Even tho a chic flix, I liked (and the critics didn't):

The Remains of the Day


----------



## invaliduser88 (Apr 23, 2002)

Original Superman! Reeves + John Williams score. What a combination.


----------



## Steveox (Apr 21, 2004)

Superman I
Superman II 
Superman IV


----------



## Capmeister (Sep 16, 2003)

Steveox said:


> Superman I
> Superman II
> Superman IV


You liked Superman IV?

I see.

:sure:


----------



## Adam Richey (Mar 25, 2002)

I think Reeve was at least as good a director as he was an actor. I agree that Somewhere in Time was a great movie, but I think In the Gloaming was his best directorial work by far.


----------



## toomuchtv (May 17, 2002)

invaliduser88 said:


> Original Superman! Reeves + John Williams score. What a combination.

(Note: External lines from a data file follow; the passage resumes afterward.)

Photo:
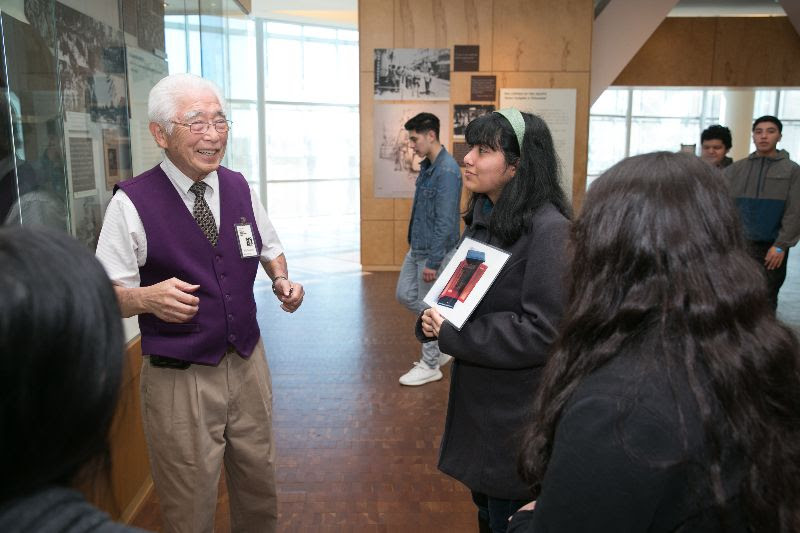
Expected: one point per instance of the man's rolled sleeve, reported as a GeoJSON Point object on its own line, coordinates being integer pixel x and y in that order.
{"type": "Point", "coordinates": [448, 195]}
{"type": "Point", "coordinates": [790, 223]}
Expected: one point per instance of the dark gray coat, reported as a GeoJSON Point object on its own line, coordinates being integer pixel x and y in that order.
{"type": "Point", "coordinates": [499, 356]}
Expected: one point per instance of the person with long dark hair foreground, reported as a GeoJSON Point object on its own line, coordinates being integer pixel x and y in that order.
{"type": "Point", "coordinates": [516, 204]}
{"type": "Point", "coordinates": [61, 356]}
{"type": "Point", "coordinates": [672, 399]}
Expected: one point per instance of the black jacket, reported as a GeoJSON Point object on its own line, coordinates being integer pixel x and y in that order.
{"type": "Point", "coordinates": [499, 355]}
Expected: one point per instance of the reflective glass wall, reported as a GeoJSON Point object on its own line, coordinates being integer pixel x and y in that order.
{"type": "Point", "coordinates": [631, 121]}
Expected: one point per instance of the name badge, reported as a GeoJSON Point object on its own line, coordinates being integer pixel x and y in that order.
{"type": "Point", "coordinates": [247, 243]}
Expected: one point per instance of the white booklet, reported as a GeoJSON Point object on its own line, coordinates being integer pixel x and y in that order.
{"type": "Point", "coordinates": [465, 280]}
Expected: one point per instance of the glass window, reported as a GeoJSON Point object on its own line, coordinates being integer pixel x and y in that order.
{"type": "Point", "coordinates": [311, 142]}
{"type": "Point", "coordinates": [652, 134]}
{"type": "Point", "coordinates": [790, 105]}
{"type": "Point", "coordinates": [347, 35]}
{"type": "Point", "coordinates": [764, 103]}
{"type": "Point", "coordinates": [242, 151]}
{"type": "Point", "coordinates": [242, 42]}
{"type": "Point", "coordinates": [319, 68]}
{"type": "Point", "coordinates": [284, 29]}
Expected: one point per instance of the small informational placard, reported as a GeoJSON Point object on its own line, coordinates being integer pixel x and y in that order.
{"type": "Point", "coordinates": [465, 280]}
{"type": "Point", "coordinates": [466, 58]}
{"type": "Point", "coordinates": [483, 88]}
{"type": "Point", "coordinates": [395, 163]}
{"type": "Point", "coordinates": [557, 108]}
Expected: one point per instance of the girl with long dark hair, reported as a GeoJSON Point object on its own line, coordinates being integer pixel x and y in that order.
{"type": "Point", "coordinates": [672, 399]}
{"type": "Point", "coordinates": [516, 204]}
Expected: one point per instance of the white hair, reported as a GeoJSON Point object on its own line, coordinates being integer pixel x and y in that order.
{"type": "Point", "coordinates": [162, 103]}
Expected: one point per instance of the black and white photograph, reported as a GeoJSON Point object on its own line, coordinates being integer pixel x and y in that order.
{"type": "Point", "coordinates": [412, 74]}
{"type": "Point", "coordinates": [396, 165]}
{"type": "Point", "coordinates": [463, 114]}
{"type": "Point", "coordinates": [91, 58]}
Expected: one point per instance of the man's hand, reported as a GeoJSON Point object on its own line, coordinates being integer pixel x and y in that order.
{"type": "Point", "coordinates": [774, 258]}
{"type": "Point", "coordinates": [290, 294]}
{"type": "Point", "coordinates": [171, 300]}
{"type": "Point", "coordinates": [428, 274]}
{"type": "Point", "coordinates": [431, 322]}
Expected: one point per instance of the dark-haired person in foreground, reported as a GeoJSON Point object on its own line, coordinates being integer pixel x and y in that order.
{"type": "Point", "coordinates": [516, 204]}
{"type": "Point", "coordinates": [61, 355]}
{"type": "Point", "coordinates": [672, 399]}
{"type": "Point", "coordinates": [432, 234]}
{"type": "Point", "coordinates": [766, 189]}
{"type": "Point", "coordinates": [715, 143]}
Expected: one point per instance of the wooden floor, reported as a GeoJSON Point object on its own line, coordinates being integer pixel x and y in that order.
{"type": "Point", "coordinates": [356, 451]}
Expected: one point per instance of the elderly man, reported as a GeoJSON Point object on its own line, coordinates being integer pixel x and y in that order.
{"type": "Point", "coordinates": [182, 243]}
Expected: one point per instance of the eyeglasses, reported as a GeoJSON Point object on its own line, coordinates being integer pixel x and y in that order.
{"type": "Point", "coordinates": [222, 126]}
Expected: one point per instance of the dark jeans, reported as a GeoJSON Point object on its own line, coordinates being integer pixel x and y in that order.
{"type": "Point", "coordinates": [775, 278]}
{"type": "Point", "coordinates": [495, 512]}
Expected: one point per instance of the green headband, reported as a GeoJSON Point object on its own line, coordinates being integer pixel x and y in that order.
{"type": "Point", "coordinates": [517, 122]}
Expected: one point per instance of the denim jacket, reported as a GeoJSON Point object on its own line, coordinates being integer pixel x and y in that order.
{"type": "Point", "coordinates": [433, 229]}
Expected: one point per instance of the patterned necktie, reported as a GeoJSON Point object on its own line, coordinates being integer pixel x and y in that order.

I agree that the Williams score is fantastic; however, I don't share your appreciation of Reeve. I never thought much of his acting. I did enjoy "Somewhere In Time" for the story and Jane Seymour - not Reeve. While his last years were testimony to his great effort of will, I was not a fan.


----------



## Tusk (Nov 14, 2002)

I would vote:

1. Superman
2. Superman 2
3. Noises Off

I would highly recommend Noises Off if you have not seen it. It has a great ensemble cast and is very witty along the lines of a British comedy.


----------



## BobMurdoch (Apr 24, 2002)

And Noises Off has Nicolette Sheridan (circa mid nineties) running around in white thigh high stockings, a G String, and a demicup bra for a third of the film.

I do appreciate the gifted thespians......


----------



## Tusk (Nov 14, 2002)

BobMurdoch said:


> And Noises Off has Nicolette Sheridan (circa mid nineties) running around in white thigh high stockings, a G String, and a demicup bra for a third of the film.
> 
> I do appreciate the gifted thespians......


 :righton: Should have said that from the start.


----------



## cdru (Dec 4, 2003)

The Superman series. 

I rember watching one of them as a kid and being scared of one scene. I don't remember which one it was, but there was a large machine or something underground, and a guy gets attached to it or hooked up or tangled. I just remember bits and pieces, but him opening his eyes and them being grey just freaked me out. I was 4 at the time so it was 21 years ago...maybe it wasn't even a Superman. Everytime it was on I knew I was able to sleep in mom and dad's bed that night due to nightmares.


----------